THE END OF THE BEGINNING OF THE TOUR
by Chris R. Morgan
Host: Okay guys. Guys? Trish can you turn the music down? Thanks. Guys? [puts microphone against speaker]
Audience: [howls at feedback]
Host: That’s better. Uhm … so this is our third Justice Action assembly. So on behalf of the Omaha chapter of Food Not Bombs I’d like to thank you for taking your time, taking the interest, and wanting to make real change possible. Give yourselves a hand, I guess.
Audience: [politely claps]
Host: I’d like to thank Mootopia for providing these excellent, excellent vegan doughnuts. Oh, uhm, announcements. The signup sheet for the resistance demonstration next Saturday; we need a rough headcount, we also need transportation volunteers, legal counsel or people who know legal counsel. So just make a note next to your name if you have those or any additional qualities I can’t think of right now. The Black Hundreds need a place to crash for Friday’s show.

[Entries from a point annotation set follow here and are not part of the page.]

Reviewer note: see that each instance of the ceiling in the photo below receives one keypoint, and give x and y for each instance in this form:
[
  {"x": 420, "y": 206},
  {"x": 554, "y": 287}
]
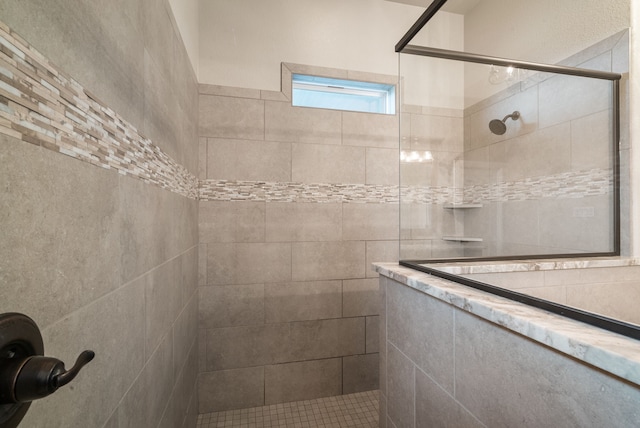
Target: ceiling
[{"x": 453, "y": 6}]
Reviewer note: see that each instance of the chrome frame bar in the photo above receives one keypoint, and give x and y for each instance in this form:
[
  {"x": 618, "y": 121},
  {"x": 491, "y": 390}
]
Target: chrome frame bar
[{"x": 504, "y": 62}]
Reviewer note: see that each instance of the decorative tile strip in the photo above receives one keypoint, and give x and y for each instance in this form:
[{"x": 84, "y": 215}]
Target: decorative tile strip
[
  {"x": 568, "y": 185},
  {"x": 260, "y": 191},
  {"x": 41, "y": 105}
]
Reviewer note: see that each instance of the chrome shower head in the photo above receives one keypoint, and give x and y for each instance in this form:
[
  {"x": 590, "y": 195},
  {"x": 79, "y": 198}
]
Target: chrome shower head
[{"x": 498, "y": 126}]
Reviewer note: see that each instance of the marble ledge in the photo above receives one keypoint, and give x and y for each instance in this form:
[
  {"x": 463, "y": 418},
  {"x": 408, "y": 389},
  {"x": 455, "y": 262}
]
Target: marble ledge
[
  {"x": 468, "y": 268},
  {"x": 610, "y": 352}
]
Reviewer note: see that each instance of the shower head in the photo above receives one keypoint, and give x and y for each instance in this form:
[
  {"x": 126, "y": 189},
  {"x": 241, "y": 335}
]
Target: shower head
[{"x": 498, "y": 126}]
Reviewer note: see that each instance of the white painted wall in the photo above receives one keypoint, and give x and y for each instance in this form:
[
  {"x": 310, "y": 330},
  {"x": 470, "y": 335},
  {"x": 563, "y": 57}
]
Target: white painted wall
[
  {"x": 546, "y": 31},
  {"x": 187, "y": 17},
  {"x": 634, "y": 126},
  {"x": 242, "y": 43}
]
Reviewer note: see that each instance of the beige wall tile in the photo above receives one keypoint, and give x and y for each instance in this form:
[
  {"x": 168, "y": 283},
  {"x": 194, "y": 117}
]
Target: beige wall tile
[
  {"x": 163, "y": 302},
  {"x": 563, "y": 98},
  {"x": 302, "y": 125},
  {"x": 85, "y": 329},
  {"x": 228, "y": 91},
  {"x": 591, "y": 142},
  {"x": 233, "y": 221},
  {"x": 562, "y": 228},
  {"x": 232, "y": 305},
  {"x": 545, "y": 152},
  {"x": 360, "y": 297},
  {"x": 326, "y": 338},
  {"x": 382, "y": 166},
  {"x": 373, "y": 335},
  {"x": 247, "y": 346},
  {"x": 231, "y": 389},
  {"x": 298, "y": 301},
  {"x": 69, "y": 241},
  {"x": 248, "y": 160},
  {"x": 382, "y": 344},
  {"x": 557, "y": 294},
  {"x": 202, "y": 158},
  {"x": 371, "y": 130},
  {"x": 147, "y": 398},
  {"x": 526, "y": 102},
  {"x": 315, "y": 163},
  {"x": 252, "y": 263},
  {"x": 303, "y": 380},
  {"x": 438, "y": 172},
  {"x": 263, "y": 263},
  {"x": 400, "y": 389},
  {"x": 549, "y": 388},
  {"x": 227, "y": 117},
  {"x": 303, "y": 222},
  {"x": 370, "y": 221},
  {"x": 185, "y": 337},
  {"x": 380, "y": 251},
  {"x": 614, "y": 300},
  {"x": 360, "y": 373},
  {"x": 437, "y": 407},
  {"x": 437, "y": 133},
  {"x": 327, "y": 260},
  {"x": 431, "y": 349},
  {"x": 591, "y": 275}
]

Host: I know, I know their reputation. But Lance has vouched for them—
Audience member: Lance is a shithead.
Host: Anyway, we’ll also be passing around a donation bucket for rental fees, gas money, and general upkeep so … please be generous. Demos are not donations, people.

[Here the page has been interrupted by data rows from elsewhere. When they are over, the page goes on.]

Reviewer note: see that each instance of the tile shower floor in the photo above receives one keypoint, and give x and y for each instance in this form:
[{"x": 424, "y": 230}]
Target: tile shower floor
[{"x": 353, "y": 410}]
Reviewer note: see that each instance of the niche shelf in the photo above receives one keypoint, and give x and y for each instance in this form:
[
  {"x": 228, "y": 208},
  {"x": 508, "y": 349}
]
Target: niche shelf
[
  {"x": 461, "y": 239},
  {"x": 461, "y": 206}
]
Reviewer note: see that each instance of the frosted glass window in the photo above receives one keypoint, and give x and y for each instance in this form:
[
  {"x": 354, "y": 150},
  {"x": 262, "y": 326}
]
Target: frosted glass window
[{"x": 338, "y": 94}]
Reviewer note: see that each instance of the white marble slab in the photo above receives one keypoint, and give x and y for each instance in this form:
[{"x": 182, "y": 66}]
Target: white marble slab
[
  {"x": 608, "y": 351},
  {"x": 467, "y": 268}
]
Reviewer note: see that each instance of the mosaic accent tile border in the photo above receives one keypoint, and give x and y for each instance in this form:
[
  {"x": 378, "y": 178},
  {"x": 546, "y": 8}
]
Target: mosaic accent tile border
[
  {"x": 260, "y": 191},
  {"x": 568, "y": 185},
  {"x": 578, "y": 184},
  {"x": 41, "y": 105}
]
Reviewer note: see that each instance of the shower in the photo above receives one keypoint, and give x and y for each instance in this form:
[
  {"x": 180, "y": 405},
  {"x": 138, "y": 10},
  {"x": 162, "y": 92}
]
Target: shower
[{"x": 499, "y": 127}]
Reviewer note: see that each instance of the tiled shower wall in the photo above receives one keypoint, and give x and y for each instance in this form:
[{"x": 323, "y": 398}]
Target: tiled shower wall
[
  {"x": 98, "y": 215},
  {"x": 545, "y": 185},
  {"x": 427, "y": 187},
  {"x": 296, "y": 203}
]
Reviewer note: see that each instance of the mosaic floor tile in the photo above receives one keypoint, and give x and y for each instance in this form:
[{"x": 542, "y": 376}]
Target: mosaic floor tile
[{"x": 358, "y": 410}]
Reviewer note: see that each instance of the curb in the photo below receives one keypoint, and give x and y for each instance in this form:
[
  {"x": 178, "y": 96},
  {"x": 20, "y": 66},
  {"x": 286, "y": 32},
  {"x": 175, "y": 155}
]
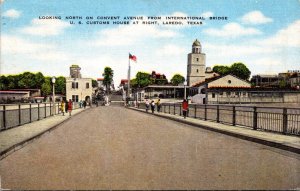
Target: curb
[
  {"x": 237, "y": 135},
  {"x": 18, "y": 146}
]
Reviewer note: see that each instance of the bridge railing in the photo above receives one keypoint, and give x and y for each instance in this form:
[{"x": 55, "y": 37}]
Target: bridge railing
[
  {"x": 13, "y": 115},
  {"x": 273, "y": 119}
]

So tonight’s speaker … uhm … it might be better to have him tell you. His name is Brad. He’s a freelance … activist. He came in from, I think, Des Moines … maybe? Anyway we heard about him because he made a stir out there and has an important presentation on maximizing our grassroots impact. Anyway, please give it up for Brad.
Audience: [claps politely]
Brad: Thank you. [pause] For the past couple of months I’ve been going around to groups like these. Meeting in venues, in community centers, basements, and occasionally—often regrettably—in bars, and I’ve been talking to people about indifference. We know all about indifference. We are here because we have to constantly confront it or maneuver around it. It’s very powerful to exercise on a mass scale. And that’s kind of how it works, doesn’t it? The more power you acquire, the more room you have to turn your gaze any way you wish. It’s a nice cold reality check. Because power always looks away from the same direction: away from the broad and toward the narrow. And if you happen to be in the narrow it’s fantastic. But, to varying degrees, we often find ourselves behind institutions. Government is indifferent, the schools are indifferent, the police—on a good day—are indifferent. The family, too, may be indifferent.
So what do we do here? Each of us has different terms, different applications, and different methods to battle mass indifference. Resistance, opposition, progress, liberation. Action, generally speaking, but I prefer care. It’s sort of a better contrast. True, care is kind of a nothing term on the surface, like niceness. If it means anything it means something babyish and coddling. Think self-care, whatever that is. It takes a lot of tenacity to scrape off the liberal lacquering over such language, but once you do something entirely unrecognizable but entirely arresting is shown to you. There’s something awesome about care, something even devastating about it. When you care for something or someone, or when you or your cause is cared about, even on some passingly trivial level that the caregiver is soon to forget, it means the world. It sometimes even shakes someone’s assumptions to their foundation and must then be rebuilt with new schematics.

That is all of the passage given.